Horrorkrimi: Dr. Patrick Cory, Landarzt im kalifornischen Green Valley, experimentiert mit Affenhirnen. Seine liebende Gattin Janice würde Versuchsäffchen Nummer 5 gern zum Schmusen behalten, aber die Wissenschaft fordert nun mal ihren Tribut. Selbst ein Alkoholiker wie Pat Corys bester Freund, der Chirurg Dr. Frank Schratt, kann sich hier noch nützlich machen. Schon liegt das entnommene Affenhirn in einer Nährlösung, und dabei geht’s ihm sogar ausgesprochen gut! Als in der Nähe ein Flugzeug abstürzt, versucht Pat Cory, den einzigen Überlebenden zu retten, den Millionär Warren Horace Donovan. Doch der stirbt ihm unter den Händen weg. Als Pat entdeckt, dass dessen Gehirn noch lebt, kommt ihm eine unheilvolle Idee… Kollege Frank ist das nicht geheuer, aber dann liegt auch das Hirn des Mr. Donovan in einer Nährlösung, wächst und gedeiht – und scheint irgendetwas auszubrüten. Nur was? Pat will es unbedingt herausfinden! Und bringt damit Janice, Frank und sich selbst in äußerste Gefahr…
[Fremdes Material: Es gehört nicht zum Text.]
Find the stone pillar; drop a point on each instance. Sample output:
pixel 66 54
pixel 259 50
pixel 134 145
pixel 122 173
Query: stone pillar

So fürchterlich viele Gehirn-im-Glas-Filme gibt’s ja gar nicht, dafür ist der Horror eines extrahierten Hirns zu statisch und zu gesichtslos: Das Ding schunkelt ein wenig im Aquarium hin und her, und böse gucken kann es auch nicht. Kaum verwunderlich, dass der bekannteste Beitrag zu diesem Horror-Sci-Fi-Untergenre eine absichtlich klamottige Parodie ist: DER MANN MIT ZWEI GEHIRNEN (THE MAN WITH TWO BRAINS, USA 1983), ausgeheckt von den Komikgenies Carl Reiner (Regie) und Steve Martin (Hauptdarsteller). Andere Beispiele sind mehr oder minder (meist minder) getreue Verfilmungen des 1942 erschienenen, gleichnamigen Romans des legendären (exil-) deutschen Autors Curt Siodmak (1902–2000), zum Beispiel: THE LADY AND THE MONSTER (USA 1944, R: George Sherman) oder EIN TOTER SUCHT SEINEN MÖRDER (VENGEANCE / THE BRAIN, GB/BRD 1962, R: Freddie Francis), und selbst Trashgranaten wie DIE NACKTE UND DER SATAN bzw. DES SATANS NACKTE SKLAVIN (THE HEAD, BRD 1959, R: Victor Trivas) oder UNGEHEUER OHNE GESICHT (FIEND WITHOUT A FACE, GB 1958, R: Arthur Crabtree) dürften ohne die „Vorarbeit“ von Curt Siodmak kaum möglich gewesen sein.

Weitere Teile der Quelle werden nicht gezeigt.